Large language models (LLMs) like DeepSeek-R1 have demonstrated strong capabilities in Olympiad-level mathematics through long chain-of-thought (CoT) reasoning. However, these models often rely on memorized techniques such as repeating algebraic rules or defaulting to coordinate geometry, limiting their ability to solve complex problems that require original mathematical creativity. Current math datasets mix a wide range of topics and difficulties, making it hard to isolate and analyze specific reasoning skills that reinforcement learning (RL) models can develop.

Limitations of Existing Math Benchmarks

Existing benchmarks focus on out-of-distribution generalization and compositional generalization, helping models handle unseen test distributions and combine learned skills. Popular datasets include human-written problems (GSM8K, MinervaMath), exam collections (AIME, OlympiadBench), and scraped corpora (NuminaMath, BigMath).
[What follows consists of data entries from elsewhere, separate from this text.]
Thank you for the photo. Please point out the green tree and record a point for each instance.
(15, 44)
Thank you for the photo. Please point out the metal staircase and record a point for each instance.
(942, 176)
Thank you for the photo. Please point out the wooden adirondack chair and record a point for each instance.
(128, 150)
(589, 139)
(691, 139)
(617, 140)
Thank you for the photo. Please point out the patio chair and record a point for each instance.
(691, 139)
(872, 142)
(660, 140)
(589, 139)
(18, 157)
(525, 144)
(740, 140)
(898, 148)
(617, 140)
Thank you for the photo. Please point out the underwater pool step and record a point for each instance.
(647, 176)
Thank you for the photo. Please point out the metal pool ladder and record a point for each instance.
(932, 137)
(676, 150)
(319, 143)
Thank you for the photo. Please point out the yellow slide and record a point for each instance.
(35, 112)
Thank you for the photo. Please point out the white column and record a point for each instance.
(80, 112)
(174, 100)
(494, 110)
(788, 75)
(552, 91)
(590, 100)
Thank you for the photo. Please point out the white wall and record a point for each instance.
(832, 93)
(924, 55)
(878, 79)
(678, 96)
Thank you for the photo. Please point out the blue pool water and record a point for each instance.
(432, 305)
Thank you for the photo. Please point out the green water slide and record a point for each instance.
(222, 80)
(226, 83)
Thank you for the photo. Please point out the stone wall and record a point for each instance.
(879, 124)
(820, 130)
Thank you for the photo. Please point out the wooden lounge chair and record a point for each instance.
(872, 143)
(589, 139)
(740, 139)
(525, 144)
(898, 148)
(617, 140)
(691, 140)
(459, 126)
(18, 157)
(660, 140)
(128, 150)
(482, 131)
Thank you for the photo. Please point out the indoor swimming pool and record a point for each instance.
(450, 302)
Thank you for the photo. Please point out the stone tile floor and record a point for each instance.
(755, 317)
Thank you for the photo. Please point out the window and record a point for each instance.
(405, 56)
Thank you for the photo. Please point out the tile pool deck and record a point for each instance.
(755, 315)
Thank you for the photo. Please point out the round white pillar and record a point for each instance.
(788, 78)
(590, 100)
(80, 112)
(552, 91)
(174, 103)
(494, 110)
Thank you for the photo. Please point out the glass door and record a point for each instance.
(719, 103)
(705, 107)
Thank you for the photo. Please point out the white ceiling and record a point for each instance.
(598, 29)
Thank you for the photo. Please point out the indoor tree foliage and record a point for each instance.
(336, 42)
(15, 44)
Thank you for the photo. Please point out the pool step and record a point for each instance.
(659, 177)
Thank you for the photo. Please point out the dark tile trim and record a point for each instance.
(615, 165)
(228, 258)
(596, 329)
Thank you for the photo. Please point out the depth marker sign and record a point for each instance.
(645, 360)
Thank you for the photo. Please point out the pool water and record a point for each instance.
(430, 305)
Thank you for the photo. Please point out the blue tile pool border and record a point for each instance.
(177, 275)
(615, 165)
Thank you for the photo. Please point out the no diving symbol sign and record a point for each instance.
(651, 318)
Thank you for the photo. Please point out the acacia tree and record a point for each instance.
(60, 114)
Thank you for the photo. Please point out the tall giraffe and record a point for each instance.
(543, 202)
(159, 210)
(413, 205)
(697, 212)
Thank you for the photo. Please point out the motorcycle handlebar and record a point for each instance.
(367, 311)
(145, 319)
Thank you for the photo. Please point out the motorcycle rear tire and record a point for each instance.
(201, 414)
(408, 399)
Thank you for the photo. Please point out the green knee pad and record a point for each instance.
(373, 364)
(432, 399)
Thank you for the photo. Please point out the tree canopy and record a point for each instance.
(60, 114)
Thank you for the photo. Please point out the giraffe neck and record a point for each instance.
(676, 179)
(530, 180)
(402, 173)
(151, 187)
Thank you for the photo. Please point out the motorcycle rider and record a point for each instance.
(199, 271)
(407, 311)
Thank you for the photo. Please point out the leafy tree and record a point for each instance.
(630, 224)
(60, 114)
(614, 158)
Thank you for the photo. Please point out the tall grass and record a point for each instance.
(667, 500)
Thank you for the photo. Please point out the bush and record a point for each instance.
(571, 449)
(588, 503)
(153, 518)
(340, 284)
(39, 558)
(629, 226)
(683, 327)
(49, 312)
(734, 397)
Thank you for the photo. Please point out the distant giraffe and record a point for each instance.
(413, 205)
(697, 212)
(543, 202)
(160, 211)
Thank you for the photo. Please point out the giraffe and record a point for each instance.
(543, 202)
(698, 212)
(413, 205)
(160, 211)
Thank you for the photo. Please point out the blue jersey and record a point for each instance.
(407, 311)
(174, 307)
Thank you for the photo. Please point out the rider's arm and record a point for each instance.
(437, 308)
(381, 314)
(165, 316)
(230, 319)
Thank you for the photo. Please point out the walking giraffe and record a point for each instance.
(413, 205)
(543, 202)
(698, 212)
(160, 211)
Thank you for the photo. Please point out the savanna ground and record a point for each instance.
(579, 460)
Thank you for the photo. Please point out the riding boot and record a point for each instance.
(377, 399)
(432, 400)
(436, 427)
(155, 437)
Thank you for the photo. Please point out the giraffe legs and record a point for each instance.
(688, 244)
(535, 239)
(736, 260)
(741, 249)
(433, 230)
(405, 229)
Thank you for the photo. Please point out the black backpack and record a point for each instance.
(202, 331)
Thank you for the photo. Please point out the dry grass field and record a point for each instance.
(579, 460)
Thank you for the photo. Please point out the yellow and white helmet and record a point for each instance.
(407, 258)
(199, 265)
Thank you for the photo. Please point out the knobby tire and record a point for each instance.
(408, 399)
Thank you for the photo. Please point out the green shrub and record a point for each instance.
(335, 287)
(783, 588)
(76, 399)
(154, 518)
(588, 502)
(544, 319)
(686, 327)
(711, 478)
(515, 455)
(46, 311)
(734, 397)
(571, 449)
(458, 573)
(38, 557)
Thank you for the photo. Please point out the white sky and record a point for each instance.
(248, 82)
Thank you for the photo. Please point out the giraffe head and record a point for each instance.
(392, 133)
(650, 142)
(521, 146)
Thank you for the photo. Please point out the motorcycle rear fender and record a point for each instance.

Despite their variety, these datasets either lack sufficient challenge or fail to provide granular analysis of reasoning abilities.

Introducing OMEGA: A Controlled Benchmark for Reasoning Skills

A team of researchers from the University of California, Ai2, the University of Washington, and dmodel.ai developed OMEGA, a benchmark that evaluates three dimensions of out-of-distribution generalization inspired by Boden’s creativity typology: Exploratory, Compositional, and Transformative reasoning. OMEGA uses matched training and test pairs with engineered templates to control problem diversity, complexity, and reasoning strategies. It features 40 templated problem generators spanning six mathematical domains: arithmetic, algebra, combinatorics, number theory, geometry, and logic & puzzles.

Evaluation of Leading Models and Reinforcement Learning

The study evaluated four state-of-the-art models—DeepSeek-R1, Claude-3.7-Sonnet, OpenAI-o3-mini, and OpenAI-o4-mini—across various complexity levels. Reinforcement learning experiments employed the GRPO algorithm on 1,000 training problems using Qwen2.5-7B-Instruct and Qwen2.5-Math-7B models.

  • Exploratory generalization involved training on lower complexity problems and testing on higher complexity ones.
  • Compositional generalization assessed the ability to combine isolated skills.
  • Transformational generalization tested performance on problems requiring novel, unconventional strategies.

Key Findings on Model Performance

LLMs showed declining accuracy as problem complexity increased, often spending excessive tokens on verification despite early correct solutions. Reinforcement learning improved generalization from low to medium complexity, especially on in-domain problems, reinforcing familiar reasoning patterns. For example, in the Zebra Logic domain, RL training boosted accuracy from 30% to 91% on in-domain problems and significantly improved out-of-distribution results without supervised fine-tuning.

Insights and Future Directions

The research highlights that RL fine-tuning enhances performance on in-distribution and exploratory tasks but offers limited benefits for compositional reasoning and fails to foster truly novel reasoning patterns. This underscores a fundamental limitation where RL expands problem-solving within known patterns but does not enable creative breakthroughs essential for transformational reasoning. Future research may explore curriculum scaffolding and meta-reasoning controllers to overcome these hurdles.